Story
This java variety is a super exciting offering for us. After years of walking the farm over the past harvests, we’ve personally watched these diminutive java trees grow. When new varieties are introduced to a farm, it means that the producer has sacrificed valuable space and time to cultivating a new variety. Once planted, new coffee trees will take up to three to four years to produce a viable harvest, meaning that once planted, the financial input each harvest is high- with managing undergrowth and fertilization. These Java trees were planted back when I (Dakota) lived on the farm. Planted amongst the shade trees near a river, they’ve grown alongside the chickens that have grazed the area, helping maintain the biodiversity and undergrowth. Coming full circle with watching these small trees from planting to harvesting is really satisfying, and it’s truly an honor to feature this Java in the Echelon program.
LA PALMA Y EL TUCÁN
Time and time again, La Palma y El Tucán has proven their greatness by producing some of the world’s best micro-lots. We turn to them each season not only for high-end competition lots but also for each season’s special releases. Our shared history spans back to 2013, when Jon Allen, co-owner of Onyx, first met Filipe and Elisa when sourcing coffee in Colombia. This initial meeting launched a years-long friendship and partnership that produced an article in Fresh Cup Magazine and resulted in Onyx being one of the first coffee roasters to purchase from La Palma. This partnership runs deeper than just transactions across countries but spans years of meals, trips, failed experiments, and shared victories. In 2017, Dakota, Green Buyer for Onyx, spent four months living in a cabin on the farm learning the intricacies of coffee production and QC cupping on a farm level, which was instrumental in him finding his way to the Onyx team. Over the course of the Onyx shared experience with the team of La Palma Y El Tucán, it is clear that Felipe and Elisa have a unique passion and vision for Colombian coffee. The farm has a unique layout with each variety planted in an artful way that encourages exceptional production and is also beautiful. The coffee is picked as it ripens by a team of women whose job is to make pass after pass, day after day, to choose only the best cherries. La Palma’s small wet mill is designed to showcase how fermentation can encourage coffees to show flavors you could only dream of. Their dedication to quality is rivaled by their desire to change the future of production in Colombia - to create new ways for producers to approach farming, processing, marketing. This, in turn, could create incredible change for generational coffee producers in Colombia and many more to come. It is clear that they care deeply about the future of coffee production in Colombia. Everything they do is based on creating jobs for people in their communities, offering an opportunity to neighboring producers, and encouraging coffee as a viable, sustainable way of life.

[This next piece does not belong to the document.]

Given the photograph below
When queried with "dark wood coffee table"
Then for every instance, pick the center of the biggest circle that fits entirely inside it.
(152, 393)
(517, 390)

NATURALLY PROCESSED COFFEE
Natural coffees are beautiful…Okay, natural coffees are beautiful when done properly, but can be equally terrible when things go wrong. Natural processing, or dry processing, refers to the act of drying and fermenting coffee inside the cherry. Long before the age of portafilter tattoos and dual-boiler home espresso machines, coffee was picked and dried this way out of convenience. It is, to this day, still the most convenient and economically friendly way to process coffee cherries. (It’s estimated that dry-processing can use up to 90% less water than the washing process.) So why isn’t all coffee processed this way? Well, as coffee made its way across the world, it was commoditized and standardized, just like all other products spread by colonialism, but that’s a whole other story... Adding to the boom of washed processing, the natural process method can be tricky to get right, due to the delicate nature of fermentation and drying. What does all this have to do with the final cup? Well, when you leave the skin and fruit of the coffee cherry on the seed throughout fermentation and drying, that fruit begins to break down, imparting esters that impart delicate florals and big fruit notes into the seed that survive the roasting process. If it’s rushed or handled incorrectly, this fruit rot can lend off-flavors to the coffee, making the final cup dirty or ‘fermenty.’ Basically, that single cherry begins to slowly decay, and controlling that delicate action through advanced technique and metrics allow us, lucky folks, to drink wonderfully floral and fruity coffees. We have long promoted natural processed coffees, and this La Palma Natural Gesha is just one of the reasons we do.